Ivan Ilyich was a man who derived the greatest pleasure in life from routine: the routine of work, mostly.
He didn’t know he was dying until his colleagues began to have strange expressions on their faces as they interacted with him. Some of them looked shocked, some of them looked pitying.
One day, he closeted himself in his bathroom, looked at himself in the mirror, and could deny it no longer: he did indeed have the look of a man who was suffering from a grave illness. In fact, he was dying.
p. 71 of the translation by Richard Pevear and Larissa Volokhonsky (Vintage)
- Lately Ivan Ilyich had spent most of his time in these attempts to restore the former ways of feeling that had screened him from death. He would say to himself: “I’ll busy myself with work — why, I used to live by it.” And he would go to court, driving away all doubts; he would get into conversation with colleagues and sit down, by old habit absentmindedly, pensively glancing around at the crowd and placing his two emaciated arms on the armrests of the oaken chair, leaning over as usual to a colleague, drawing a brief towards him, exchanging whispers, and then, suddenly raising his eyes and sitting up straight, would pronounce certain words and begin the proceedings. But suddenly in the midst of it the pain in his side, paying no attention to the stage the proceedings, would begin its own gnawing work.
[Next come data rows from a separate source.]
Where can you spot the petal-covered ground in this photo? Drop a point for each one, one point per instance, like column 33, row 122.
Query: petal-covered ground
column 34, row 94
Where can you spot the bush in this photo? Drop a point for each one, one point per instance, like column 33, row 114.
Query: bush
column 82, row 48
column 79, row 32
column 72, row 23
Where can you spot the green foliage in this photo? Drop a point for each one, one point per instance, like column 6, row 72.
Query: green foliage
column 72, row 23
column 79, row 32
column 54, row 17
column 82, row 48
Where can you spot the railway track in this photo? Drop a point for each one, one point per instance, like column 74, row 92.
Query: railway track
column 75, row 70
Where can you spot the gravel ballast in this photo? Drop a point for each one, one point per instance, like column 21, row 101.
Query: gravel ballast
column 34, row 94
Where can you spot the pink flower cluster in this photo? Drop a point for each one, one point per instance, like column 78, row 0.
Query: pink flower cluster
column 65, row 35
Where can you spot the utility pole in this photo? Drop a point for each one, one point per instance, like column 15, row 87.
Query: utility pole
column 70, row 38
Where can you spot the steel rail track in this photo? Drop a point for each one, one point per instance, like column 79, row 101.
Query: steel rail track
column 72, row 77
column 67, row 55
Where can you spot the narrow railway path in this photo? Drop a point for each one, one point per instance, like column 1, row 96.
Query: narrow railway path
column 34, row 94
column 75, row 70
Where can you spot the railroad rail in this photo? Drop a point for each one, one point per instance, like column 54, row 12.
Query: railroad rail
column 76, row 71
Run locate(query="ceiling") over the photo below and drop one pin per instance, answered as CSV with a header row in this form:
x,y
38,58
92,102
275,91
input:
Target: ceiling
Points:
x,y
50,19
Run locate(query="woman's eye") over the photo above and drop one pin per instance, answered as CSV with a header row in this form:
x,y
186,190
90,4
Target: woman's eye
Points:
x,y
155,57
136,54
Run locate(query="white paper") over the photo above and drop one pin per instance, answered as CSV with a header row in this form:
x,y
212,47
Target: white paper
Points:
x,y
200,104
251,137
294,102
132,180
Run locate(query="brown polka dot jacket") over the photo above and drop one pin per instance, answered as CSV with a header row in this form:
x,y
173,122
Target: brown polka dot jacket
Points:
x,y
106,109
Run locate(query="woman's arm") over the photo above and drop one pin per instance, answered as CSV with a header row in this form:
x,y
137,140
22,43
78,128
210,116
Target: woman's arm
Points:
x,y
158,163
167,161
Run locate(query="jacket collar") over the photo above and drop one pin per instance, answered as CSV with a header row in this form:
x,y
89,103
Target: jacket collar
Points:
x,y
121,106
And reading this reminds self all over again about Ying, who died in 2008, less than a year after she was diagnosed with leukemia.
She was worried because one of her maids — the nursemaid of Ying’s newborn daughter, Anita — had a persistent cough. Ying decided to have her tested for tuberculosis. Since her maid was being tested, Ying thought she might as well have herself tested, too. And that’s how they found she had leukemia.
Ying died in Tel Aviv on her 37th birthday. And never ever did self hear a word of complaint from her.